I am looking into closures, but I am a bit confused on how to change their internal state.

Consider the following two examples:

def mean():
    sample = []

    def inner_mean(number):
        sample.append(number)
        return sum(sample) / len(sample)

    return inner_mean

and

def lpf(fs):
    y = 0.0

    def _lpf(fc, u):
        y = (1 - fc / fs) * y + fc / fs * u
        return y

    return _lpf

The first case runs without any problem, whereas the second gives me that variable ‘y’ in enclosing scope is referenced before assignment.

Why this won’t happen in the first example? And how shall I modify the second example to make it work?

To be more clear, once I created a function I want the value of the internal state y to be remembered at each function call.
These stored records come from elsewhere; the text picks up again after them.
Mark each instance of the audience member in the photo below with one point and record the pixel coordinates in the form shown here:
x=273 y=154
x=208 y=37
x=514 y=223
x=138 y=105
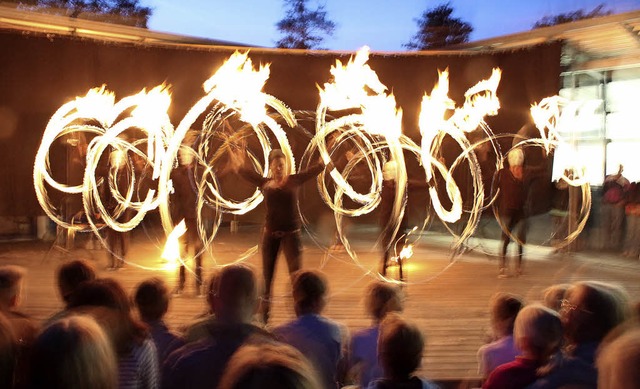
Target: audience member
x=320 y=339
x=552 y=296
x=201 y=364
x=152 y=300
x=269 y=365
x=589 y=313
x=73 y=352
x=107 y=301
x=200 y=328
x=69 y=277
x=538 y=333
x=11 y=279
x=504 y=309
x=400 y=348
x=23 y=327
x=381 y=299
x=618 y=362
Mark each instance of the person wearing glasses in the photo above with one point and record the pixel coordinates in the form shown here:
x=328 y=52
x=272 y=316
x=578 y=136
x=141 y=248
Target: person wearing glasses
x=589 y=312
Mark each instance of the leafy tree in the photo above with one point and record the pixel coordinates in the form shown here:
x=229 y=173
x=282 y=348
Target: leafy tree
x=571 y=17
x=302 y=27
x=128 y=12
x=437 y=29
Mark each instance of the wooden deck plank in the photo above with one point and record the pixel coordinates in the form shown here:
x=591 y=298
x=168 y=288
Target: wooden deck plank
x=448 y=301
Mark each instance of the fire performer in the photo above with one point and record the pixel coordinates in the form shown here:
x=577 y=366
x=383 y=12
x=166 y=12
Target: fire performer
x=393 y=241
x=117 y=242
x=282 y=221
x=184 y=201
x=515 y=183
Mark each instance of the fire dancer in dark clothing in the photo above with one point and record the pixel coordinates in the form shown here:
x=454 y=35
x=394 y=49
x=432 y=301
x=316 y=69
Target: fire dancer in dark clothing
x=514 y=183
x=184 y=200
x=282 y=224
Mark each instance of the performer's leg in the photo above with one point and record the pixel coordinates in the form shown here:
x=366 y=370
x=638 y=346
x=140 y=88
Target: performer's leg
x=292 y=248
x=522 y=237
x=111 y=248
x=197 y=246
x=270 y=247
x=386 y=253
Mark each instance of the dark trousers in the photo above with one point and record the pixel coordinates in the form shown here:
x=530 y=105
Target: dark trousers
x=192 y=243
x=510 y=219
x=392 y=245
x=272 y=242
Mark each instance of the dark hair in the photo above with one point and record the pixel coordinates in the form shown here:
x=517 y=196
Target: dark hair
x=505 y=308
x=269 y=365
x=236 y=292
x=309 y=289
x=152 y=299
x=116 y=316
x=71 y=275
x=382 y=298
x=400 y=347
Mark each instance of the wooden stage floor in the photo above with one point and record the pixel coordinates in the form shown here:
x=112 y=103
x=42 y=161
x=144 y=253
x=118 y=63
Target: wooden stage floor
x=448 y=300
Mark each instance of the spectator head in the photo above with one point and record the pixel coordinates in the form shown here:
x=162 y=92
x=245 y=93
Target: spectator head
x=591 y=310
x=504 y=309
x=309 y=292
x=10 y=286
x=618 y=362
x=107 y=301
x=400 y=347
x=236 y=297
x=538 y=331
x=382 y=298
x=71 y=275
x=152 y=299
x=73 y=352
x=101 y=292
x=552 y=296
x=269 y=365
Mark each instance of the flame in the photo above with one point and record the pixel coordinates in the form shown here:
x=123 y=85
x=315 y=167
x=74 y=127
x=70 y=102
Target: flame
x=406 y=252
x=171 y=252
x=237 y=85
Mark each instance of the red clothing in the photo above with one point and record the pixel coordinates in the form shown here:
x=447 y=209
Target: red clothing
x=513 y=375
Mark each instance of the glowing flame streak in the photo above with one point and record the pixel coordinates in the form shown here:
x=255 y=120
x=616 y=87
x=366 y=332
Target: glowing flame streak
x=553 y=116
x=480 y=101
x=234 y=90
x=356 y=86
x=96 y=114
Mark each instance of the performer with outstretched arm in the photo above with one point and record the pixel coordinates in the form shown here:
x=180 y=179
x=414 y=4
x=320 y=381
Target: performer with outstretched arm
x=282 y=224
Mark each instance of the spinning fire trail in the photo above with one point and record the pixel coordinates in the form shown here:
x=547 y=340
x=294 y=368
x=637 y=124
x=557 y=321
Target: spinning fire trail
x=355 y=111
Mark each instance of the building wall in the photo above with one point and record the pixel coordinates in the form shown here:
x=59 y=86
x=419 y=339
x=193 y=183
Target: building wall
x=40 y=73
For example, if do the following:

lpf_zero_three = lpf(0.3)

lpf_zero_three(1.2, 0.2)  
lpf_zero_three(1.2, 3.1) 

the returned value of lpf_zero_three(1.2, 3.1) call shall depend on the value y obtained from call of lpf_zero_three(1.2, 0.2).

>Solution :

The error occurs because there is an assignment to y in the inner function (i.e. there is y =). This causes a new local variable named y to be created, which hides the outer variable y.

There is y also on the right-hand side of y=. That references the same local y, which is not initialized yet.

Since your intention is to use the outer variable y instead of creating a new inner variable, you should put this at the beginning of function _lpf:

nonlocal y

In the other example, there’s no problem because there is no assignment to sample.